A middle-aged musician attempts to catapult himself into a belated adulthood in Lewis's (Second Draft of My Life) mildly amusing fifth novel. Tom Good, a 47-year-old San Diego-area bartender with a susceptibility to "music-induced flashbacks," is going about his usual business (eating frozen dinners, plucking gray hairs, writing songs in his closet studio and dodging responsibility and change) until he gets a startling piece of news: he might be a father. When a friend informs Good that a beautiful former girlfriend is the single mother of a boy with his "same dark hair with that cowlick over here, same mouth," Good reaches out. Diana isn't too keen on re-establishing a relationship, and her 10-year-old son, Jack, isn't wild about it, either. But Good begins to examine his life, anyway: the reasons he left his band before hitting it big (though he still gets royalties from their songs), the pain his brother's death caused him, the reasons he feels so isolated and confused.

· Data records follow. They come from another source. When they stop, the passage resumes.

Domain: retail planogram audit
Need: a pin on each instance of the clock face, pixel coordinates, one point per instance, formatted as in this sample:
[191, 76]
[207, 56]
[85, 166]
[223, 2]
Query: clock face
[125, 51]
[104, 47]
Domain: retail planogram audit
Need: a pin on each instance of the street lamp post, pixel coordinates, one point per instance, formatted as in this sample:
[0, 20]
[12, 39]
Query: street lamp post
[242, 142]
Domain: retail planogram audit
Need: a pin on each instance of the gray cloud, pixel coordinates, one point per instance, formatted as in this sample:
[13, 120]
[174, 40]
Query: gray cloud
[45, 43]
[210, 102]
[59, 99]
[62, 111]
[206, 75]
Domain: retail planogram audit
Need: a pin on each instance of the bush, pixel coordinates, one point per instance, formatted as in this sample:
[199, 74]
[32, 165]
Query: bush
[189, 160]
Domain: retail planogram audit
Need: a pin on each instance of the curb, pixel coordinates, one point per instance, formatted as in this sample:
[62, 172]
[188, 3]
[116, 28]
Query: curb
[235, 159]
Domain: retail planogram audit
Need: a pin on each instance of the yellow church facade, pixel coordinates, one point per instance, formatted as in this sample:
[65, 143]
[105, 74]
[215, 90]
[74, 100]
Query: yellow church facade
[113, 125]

He buys a bunch of new furniture and housewares, too ("I tried to throw stuff away that looked messy or made me seem immature"), but becoming an adult just isn't that easy. Still, his good intentions mean friendly exchanges with an elderly neighbor and a growing warmth between him and the single mother of the cute but noisy brood next door. Lewis gives Good an authentic (and sometimes slightly pathetic) voice, and readers may find themselves rooting for a man who's finally realizing what it means to be one.